Cortefiel to close Milano menswear stores
MADRID, June 16 (Reuters) - Private equity-owned Spanish retailer Cortefiel will close its men's suits shops Milano after the summer sales to focus on larger, more profitable brands.
"Tailoring has suffered a notable fall in demand compared to new fashion concepts such as smart casual, which the chain Cortefiel is strongly developing," the retailer said in a statement on Tuesday 16 June.
The 11 Milano stores in Spain, down from 17 at the end of February, contribute 2 percent of Cortefiel's total turnover, and will be turned into branches of the retailer's other labels.
Owned by private equity firms Permira [PERM.UL], CVC and PAI Partners, Cortefiel has more than 1,500 shops and franchises in 56 countries.
However, home country Spain still contributes about three quarters of turnover, which was 1.070 billion euros ($1.48 billion) for the year to end-February.
Cortefiel has flagship women's and men's clothing brand Cortefiel, as well as upmarket label Pedro del Hierro, casual brand Springfield and underwear and nightwear chain Women's Secret.

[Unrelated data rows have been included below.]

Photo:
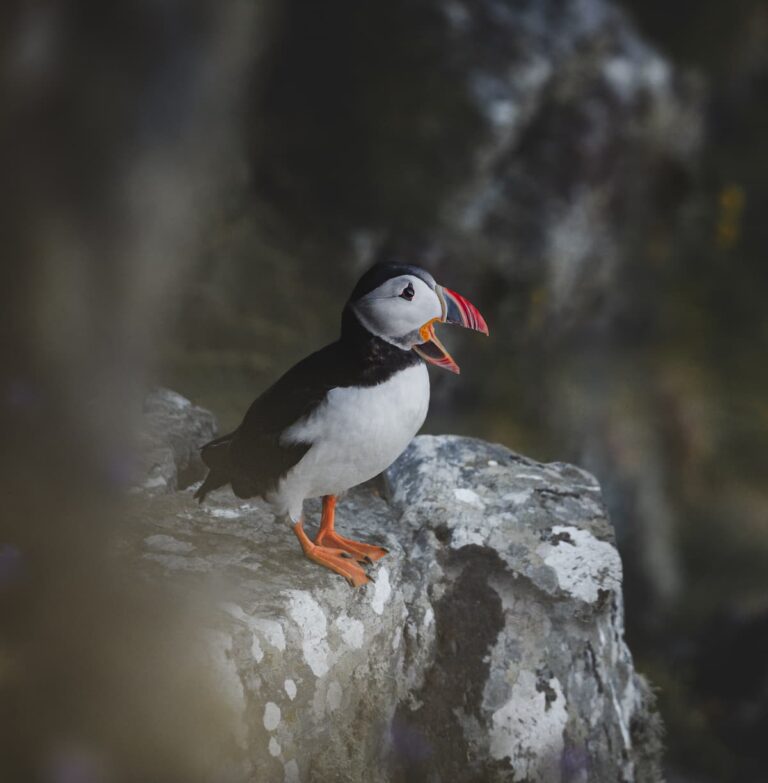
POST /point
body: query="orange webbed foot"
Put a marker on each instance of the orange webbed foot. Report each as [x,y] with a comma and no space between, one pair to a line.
[367,553]
[335,559]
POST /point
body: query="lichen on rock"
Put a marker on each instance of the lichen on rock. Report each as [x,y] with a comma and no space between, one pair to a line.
[490,647]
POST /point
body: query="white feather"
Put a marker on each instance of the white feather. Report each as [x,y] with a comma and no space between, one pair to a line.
[356,433]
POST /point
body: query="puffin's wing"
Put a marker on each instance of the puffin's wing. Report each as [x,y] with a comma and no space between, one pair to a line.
[258,458]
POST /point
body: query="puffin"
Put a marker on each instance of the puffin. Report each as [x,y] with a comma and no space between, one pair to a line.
[345,413]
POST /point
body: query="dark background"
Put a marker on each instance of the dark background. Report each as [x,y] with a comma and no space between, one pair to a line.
[189,192]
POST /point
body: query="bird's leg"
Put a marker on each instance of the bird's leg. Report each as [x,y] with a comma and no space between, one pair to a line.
[336,559]
[327,535]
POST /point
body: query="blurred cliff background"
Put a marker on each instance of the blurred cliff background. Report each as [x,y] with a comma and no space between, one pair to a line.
[189,191]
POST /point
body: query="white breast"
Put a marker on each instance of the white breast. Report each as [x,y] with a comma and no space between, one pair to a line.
[356,433]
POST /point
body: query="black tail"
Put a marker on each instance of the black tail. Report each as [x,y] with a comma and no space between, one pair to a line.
[216,457]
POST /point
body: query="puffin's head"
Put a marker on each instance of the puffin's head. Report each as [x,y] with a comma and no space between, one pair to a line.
[401,304]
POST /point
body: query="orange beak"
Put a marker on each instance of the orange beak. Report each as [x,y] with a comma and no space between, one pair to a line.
[456,310]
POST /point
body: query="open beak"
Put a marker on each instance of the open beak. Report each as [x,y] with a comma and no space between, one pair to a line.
[456,310]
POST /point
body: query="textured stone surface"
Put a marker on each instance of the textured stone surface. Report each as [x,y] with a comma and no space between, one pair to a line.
[173,431]
[490,647]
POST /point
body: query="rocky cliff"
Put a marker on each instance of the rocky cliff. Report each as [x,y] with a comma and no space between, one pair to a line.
[489,648]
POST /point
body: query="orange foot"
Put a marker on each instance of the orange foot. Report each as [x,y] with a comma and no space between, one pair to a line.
[338,560]
[327,536]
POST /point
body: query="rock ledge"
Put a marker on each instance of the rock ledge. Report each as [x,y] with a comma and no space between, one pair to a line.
[490,647]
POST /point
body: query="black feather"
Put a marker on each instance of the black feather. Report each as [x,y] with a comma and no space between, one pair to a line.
[253,458]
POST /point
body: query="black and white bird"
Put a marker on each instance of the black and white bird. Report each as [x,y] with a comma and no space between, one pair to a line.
[345,413]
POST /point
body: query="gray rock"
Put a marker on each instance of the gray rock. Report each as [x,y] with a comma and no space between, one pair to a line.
[171,436]
[489,648]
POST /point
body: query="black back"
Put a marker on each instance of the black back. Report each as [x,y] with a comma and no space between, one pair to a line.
[252,458]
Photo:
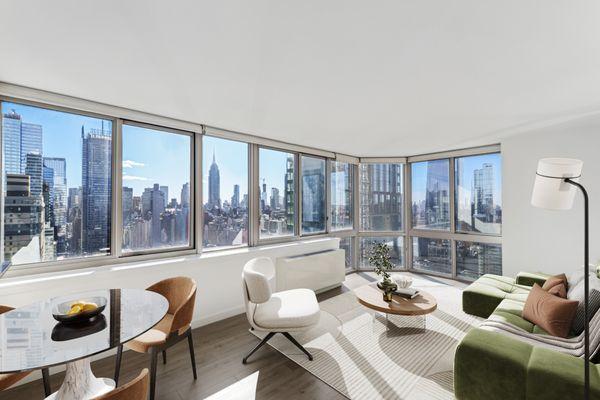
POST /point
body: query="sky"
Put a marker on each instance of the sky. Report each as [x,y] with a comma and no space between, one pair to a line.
[152,156]
[149,156]
[61,134]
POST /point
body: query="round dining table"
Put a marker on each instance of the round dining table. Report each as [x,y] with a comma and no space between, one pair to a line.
[31,339]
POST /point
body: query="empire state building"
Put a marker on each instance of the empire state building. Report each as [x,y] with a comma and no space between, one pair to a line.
[214,185]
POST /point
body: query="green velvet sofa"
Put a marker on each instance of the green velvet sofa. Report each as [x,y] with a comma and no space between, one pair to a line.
[490,366]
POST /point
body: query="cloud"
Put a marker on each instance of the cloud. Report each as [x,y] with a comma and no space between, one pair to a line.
[134,178]
[132,164]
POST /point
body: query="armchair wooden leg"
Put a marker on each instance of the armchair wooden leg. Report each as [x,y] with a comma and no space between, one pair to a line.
[154,356]
[46,380]
[265,340]
[192,355]
[118,364]
[298,345]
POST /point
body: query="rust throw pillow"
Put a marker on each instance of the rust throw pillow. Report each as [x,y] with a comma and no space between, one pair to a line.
[551,313]
[554,281]
[559,290]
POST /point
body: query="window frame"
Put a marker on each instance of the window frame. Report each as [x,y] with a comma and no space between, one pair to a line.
[452,235]
[358,203]
[119,115]
[297,209]
[249,178]
[354,171]
[69,263]
[119,202]
[327,199]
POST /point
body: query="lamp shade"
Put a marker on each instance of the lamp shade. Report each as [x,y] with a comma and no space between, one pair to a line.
[550,190]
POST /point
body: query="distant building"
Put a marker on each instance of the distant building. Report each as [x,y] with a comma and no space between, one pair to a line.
[11,138]
[214,185]
[96,190]
[23,216]
[33,168]
[59,188]
[31,143]
[275,202]
[289,195]
[165,191]
[235,199]
[127,202]
[185,196]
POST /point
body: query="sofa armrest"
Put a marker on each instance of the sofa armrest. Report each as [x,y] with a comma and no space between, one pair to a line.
[529,278]
[492,366]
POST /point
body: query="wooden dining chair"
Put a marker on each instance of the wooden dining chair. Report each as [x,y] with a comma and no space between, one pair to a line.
[136,389]
[173,328]
[7,380]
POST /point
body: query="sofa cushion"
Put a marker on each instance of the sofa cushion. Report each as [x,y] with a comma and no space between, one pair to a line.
[483,296]
[552,313]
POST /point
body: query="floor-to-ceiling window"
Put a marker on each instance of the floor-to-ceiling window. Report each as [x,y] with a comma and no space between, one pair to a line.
[225,201]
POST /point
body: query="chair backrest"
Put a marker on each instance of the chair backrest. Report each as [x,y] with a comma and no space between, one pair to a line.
[255,277]
[181,294]
[136,389]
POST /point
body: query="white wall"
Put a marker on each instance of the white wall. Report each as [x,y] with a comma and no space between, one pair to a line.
[217,275]
[542,240]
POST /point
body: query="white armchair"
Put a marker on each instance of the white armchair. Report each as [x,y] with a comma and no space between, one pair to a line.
[281,312]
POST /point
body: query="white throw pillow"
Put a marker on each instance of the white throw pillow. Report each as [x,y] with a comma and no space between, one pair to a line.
[577,292]
[576,277]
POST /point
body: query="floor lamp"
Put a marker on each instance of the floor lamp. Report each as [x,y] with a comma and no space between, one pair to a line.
[556,182]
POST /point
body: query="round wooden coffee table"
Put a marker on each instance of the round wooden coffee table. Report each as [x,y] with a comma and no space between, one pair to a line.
[372,297]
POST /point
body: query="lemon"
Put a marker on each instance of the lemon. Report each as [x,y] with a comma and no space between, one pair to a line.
[75,309]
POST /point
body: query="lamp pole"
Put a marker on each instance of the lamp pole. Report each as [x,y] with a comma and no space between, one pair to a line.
[586,390]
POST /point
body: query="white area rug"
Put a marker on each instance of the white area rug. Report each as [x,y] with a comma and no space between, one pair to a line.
[364,356]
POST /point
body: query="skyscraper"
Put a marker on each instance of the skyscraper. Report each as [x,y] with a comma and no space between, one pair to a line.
[31,142]
[23,219]
[275,202]
[289,195]
[96,190]
[235,199]
[185,196]
[165,190]
[59,188]
[214,185]
[33,168]
[483,192]
[11,138]
[158,207]
[127,203]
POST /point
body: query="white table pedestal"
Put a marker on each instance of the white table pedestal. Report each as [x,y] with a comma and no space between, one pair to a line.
[81,384]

Like many Spanish retailers, it is grappling with a sharp consumer slowdown, with unemployment now over 18 percent.
Spanish retail sales fell 7.5 percent year-on-year in April, the 17th consecutive monthly decline, and a poll by consumer group FUCI on Tuesday 16 June found shoppers expected to spend 5.5 percent less in this year's summer sales than in 2008, or an average of 90 euros.
"The crisis is leading consumers to only buy those items they really need, giving up what is superfluous despite the aggressive discounts which the shops are going to make," FUCI chairman Agustina Laguna said.
Cortefiel's decision to close Milano comes after a management shake-up at the company.
Last month, Juan Carlos Escribano Garcia-Bosque became chief executive and former chief executive Anselm van den Auwelant became non-executive president.